Faction: Der Propagandist
herr denes, 12:20Uhr
Jeder kennt die auffälligen Typen, die häufig in Fußgängerzonen, auf Märkten oder vor Kaufhäusern zu finden sind. Sie stehen an einem primitiven Stand, packen einen Haufen Konsumgüter in eine Plastiktüte und rufen immer wieder den gleichen Preis aus. "Wenn Sie jetzt denken, das ist ja schon ein tolles Angebot, dann werden Sie gleich staunen. Ich gebe Ihnen noch den extra-saugfähigen Spülschwamm, die flexible Bürste und das Allzweck-Haushaltstuch dazu. Kommt alles in den Sack - für nur 12 €!" Die eigentliche Faszination solcher Verkaufspräsentationen machen die dauergewellten, alten Damen aus, die mit gewohnt skeptischem Blick und kopfschüttelnd das merkantile Treiben der Marktschreier verfolgen, um die Wundertüten dann am Ende tatsächlich zu kaufen.

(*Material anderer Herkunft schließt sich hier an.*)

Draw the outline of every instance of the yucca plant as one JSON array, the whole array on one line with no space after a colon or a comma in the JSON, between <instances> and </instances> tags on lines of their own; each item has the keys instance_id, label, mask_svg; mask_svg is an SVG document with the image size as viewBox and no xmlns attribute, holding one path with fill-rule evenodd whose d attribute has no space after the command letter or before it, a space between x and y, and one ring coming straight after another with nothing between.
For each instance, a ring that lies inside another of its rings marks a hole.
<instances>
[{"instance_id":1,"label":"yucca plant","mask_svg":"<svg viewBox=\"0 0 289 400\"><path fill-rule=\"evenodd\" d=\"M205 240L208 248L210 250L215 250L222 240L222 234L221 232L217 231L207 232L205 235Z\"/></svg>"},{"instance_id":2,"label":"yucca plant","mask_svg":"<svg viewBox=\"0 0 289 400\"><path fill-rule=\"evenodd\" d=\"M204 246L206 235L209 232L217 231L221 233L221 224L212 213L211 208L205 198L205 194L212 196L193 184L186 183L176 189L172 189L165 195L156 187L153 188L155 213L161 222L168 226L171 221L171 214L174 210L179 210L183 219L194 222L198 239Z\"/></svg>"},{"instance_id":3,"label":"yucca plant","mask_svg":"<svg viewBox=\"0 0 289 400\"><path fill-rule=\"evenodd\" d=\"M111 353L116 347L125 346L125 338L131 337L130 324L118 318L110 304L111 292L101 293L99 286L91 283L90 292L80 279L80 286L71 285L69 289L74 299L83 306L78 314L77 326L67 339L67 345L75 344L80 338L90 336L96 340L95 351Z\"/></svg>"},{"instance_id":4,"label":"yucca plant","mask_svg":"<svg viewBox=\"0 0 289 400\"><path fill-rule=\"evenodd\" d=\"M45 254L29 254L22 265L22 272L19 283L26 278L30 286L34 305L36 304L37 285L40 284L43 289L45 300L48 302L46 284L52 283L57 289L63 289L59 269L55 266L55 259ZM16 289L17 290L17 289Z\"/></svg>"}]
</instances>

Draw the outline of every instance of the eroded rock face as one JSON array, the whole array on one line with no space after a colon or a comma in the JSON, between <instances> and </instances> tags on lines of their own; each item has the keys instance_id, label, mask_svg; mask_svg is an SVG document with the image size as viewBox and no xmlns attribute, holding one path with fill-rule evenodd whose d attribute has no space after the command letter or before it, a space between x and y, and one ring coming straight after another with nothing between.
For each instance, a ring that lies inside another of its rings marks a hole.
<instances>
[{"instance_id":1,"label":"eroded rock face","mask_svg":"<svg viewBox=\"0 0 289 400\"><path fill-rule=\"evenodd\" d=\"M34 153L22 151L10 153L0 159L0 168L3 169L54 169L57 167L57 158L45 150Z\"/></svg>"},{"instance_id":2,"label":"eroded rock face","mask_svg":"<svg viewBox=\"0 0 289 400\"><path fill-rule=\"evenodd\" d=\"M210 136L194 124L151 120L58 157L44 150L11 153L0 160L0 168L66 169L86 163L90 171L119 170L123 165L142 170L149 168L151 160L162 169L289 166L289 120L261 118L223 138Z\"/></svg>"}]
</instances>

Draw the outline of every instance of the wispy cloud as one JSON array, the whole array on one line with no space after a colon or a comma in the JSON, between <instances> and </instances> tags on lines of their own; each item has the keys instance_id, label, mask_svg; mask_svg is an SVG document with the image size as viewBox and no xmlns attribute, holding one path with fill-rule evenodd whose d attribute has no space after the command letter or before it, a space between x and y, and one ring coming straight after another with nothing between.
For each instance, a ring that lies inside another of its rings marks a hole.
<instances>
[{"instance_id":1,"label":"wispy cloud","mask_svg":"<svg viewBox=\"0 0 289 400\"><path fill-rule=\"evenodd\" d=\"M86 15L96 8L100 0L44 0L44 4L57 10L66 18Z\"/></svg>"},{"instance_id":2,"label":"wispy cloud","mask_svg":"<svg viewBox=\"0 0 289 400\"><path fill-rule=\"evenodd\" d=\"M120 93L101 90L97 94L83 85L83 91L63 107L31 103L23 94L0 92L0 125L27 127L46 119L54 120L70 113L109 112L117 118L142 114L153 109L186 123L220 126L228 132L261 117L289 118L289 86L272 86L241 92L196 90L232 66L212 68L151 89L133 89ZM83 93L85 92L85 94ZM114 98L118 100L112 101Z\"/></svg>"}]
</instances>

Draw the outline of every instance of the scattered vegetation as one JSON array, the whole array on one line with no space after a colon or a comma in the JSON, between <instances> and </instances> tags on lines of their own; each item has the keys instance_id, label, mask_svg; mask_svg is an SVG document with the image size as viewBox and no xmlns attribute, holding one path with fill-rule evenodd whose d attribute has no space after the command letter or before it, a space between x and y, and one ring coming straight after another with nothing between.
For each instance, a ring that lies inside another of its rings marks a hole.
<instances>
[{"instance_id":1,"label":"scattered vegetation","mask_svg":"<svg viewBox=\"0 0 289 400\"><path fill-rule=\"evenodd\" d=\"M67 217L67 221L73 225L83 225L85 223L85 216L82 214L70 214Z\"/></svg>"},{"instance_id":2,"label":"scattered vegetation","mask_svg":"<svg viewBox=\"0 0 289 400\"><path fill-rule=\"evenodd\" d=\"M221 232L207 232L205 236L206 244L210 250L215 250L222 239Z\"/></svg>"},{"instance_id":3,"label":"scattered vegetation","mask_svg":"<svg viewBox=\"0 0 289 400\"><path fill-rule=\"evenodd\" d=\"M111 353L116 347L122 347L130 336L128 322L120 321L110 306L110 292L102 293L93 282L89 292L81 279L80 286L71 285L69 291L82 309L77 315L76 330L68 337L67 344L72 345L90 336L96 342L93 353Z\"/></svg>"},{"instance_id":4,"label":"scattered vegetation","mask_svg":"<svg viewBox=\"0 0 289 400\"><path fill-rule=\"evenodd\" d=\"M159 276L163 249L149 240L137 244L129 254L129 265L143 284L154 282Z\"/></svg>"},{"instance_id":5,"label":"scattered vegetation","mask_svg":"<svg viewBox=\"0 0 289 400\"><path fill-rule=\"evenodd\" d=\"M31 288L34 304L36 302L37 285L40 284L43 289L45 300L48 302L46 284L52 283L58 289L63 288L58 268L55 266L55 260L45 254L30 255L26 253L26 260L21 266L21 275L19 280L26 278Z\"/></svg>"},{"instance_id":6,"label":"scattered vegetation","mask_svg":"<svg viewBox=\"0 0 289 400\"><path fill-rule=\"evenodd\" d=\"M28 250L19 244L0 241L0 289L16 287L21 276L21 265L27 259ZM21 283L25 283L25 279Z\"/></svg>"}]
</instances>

Mickey ist ebenfalls so ein Propagandist - nur handelt der adrette, blondgefärbte junge Mann nicht mit Haushaltsutensilien, sondern mit einer viel abstrakteren Ware. Die Idee hatte der Absolvent des modischen Studiengangs "Kommunikationsdesign" auf einem Bummel über den Hamburger Fischmarkt, auf dem seit Jahrzehnten Fischer und Händler aus dem gesamten Nordseegebiet allmorgendlich ihre Aale, Schollen und Krabben feilbieten.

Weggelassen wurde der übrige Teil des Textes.